Re: Normalization and Derived Information

From: Bill H <wphaskett_at_THISISMUNGEDatt.net>
Date: Sun, 10 Oct 2004 20:13:39 GMT
Message-ID: <TJgad.217095$MQ5.40639_at_attbi_s52>


Kenneth:

"Kenneth Downs" <firstinit.lastname_at_lastnameplusfam.net> wrote in message news:8nhbkc.5d7.ln_at_mercury.downsfam.net...
> Bill H wrote:

>
> > There are some excellent reasons for storing calculated values;
especially
> > in accounting and other money handling applications. In fact, one might
> > even go so far as to state it is advisable to maintain duplicate data in
> > order to effectuate financial error control.
> >
>
> Yes, my final fallback is the audit trail.

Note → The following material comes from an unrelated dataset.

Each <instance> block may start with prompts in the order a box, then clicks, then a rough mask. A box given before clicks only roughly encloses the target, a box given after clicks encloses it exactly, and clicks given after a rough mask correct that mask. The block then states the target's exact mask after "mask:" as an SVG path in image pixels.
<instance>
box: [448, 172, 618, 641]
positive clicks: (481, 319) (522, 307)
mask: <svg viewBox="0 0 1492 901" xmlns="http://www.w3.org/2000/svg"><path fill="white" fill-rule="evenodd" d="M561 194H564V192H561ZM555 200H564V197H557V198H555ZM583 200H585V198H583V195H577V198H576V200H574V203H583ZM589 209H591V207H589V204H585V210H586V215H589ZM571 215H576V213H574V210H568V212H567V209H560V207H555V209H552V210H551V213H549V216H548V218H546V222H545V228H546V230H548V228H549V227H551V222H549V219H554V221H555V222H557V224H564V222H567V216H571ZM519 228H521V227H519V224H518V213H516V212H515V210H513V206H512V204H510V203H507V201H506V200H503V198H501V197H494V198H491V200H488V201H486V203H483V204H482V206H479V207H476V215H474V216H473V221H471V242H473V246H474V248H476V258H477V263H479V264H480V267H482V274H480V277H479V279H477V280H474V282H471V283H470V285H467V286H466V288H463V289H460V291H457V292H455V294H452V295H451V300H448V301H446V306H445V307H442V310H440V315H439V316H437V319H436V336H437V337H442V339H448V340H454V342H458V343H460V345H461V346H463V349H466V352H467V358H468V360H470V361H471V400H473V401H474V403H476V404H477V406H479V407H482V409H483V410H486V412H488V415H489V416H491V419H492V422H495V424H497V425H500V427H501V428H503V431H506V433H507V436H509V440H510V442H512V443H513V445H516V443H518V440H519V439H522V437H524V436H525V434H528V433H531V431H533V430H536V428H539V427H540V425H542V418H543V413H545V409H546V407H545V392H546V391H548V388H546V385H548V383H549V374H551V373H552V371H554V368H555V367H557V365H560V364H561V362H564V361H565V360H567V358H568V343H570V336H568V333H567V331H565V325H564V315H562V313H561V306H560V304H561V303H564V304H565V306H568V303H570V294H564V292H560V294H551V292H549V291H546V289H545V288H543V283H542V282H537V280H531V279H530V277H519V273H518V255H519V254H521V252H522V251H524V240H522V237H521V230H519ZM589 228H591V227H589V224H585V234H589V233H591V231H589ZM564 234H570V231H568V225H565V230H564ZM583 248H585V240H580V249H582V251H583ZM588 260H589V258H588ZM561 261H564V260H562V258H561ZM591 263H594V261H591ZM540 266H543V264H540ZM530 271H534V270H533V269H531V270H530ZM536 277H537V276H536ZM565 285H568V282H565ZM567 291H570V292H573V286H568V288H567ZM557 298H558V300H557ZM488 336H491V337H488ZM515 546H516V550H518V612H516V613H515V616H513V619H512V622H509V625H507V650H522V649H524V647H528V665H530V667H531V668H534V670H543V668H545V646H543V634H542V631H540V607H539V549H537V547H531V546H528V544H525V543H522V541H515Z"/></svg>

Seeing each column in a chain
of
> calculations gives the auditors the warm-fuzzies, they hate it when you
> tell them, "Oh, the gross profit calc is OK, trust me." If I can make the
> customer happy and guarantee correctness, I'll do it and leave the quetion
> of theory to another day. In this particular response to Mr. Celko
however
> I am pretending that I never want to materialize anything, and trying to
> pursue that through to its final endpoint so that I can discover anything
> I've missed by materializing all these years.

You make an interesting observation. Notice how denormalization has occured: the totals for a list of accounting transactions are kept in another table.

We can derive the total by adding the list of transactions or we can simply look at the total field in another table. The audit trail could be defined as the list of transactions to support the total but the total could be derived from the sum of the transactions. On the other hand, if the total weren't derived in this manner auditing is enhanced.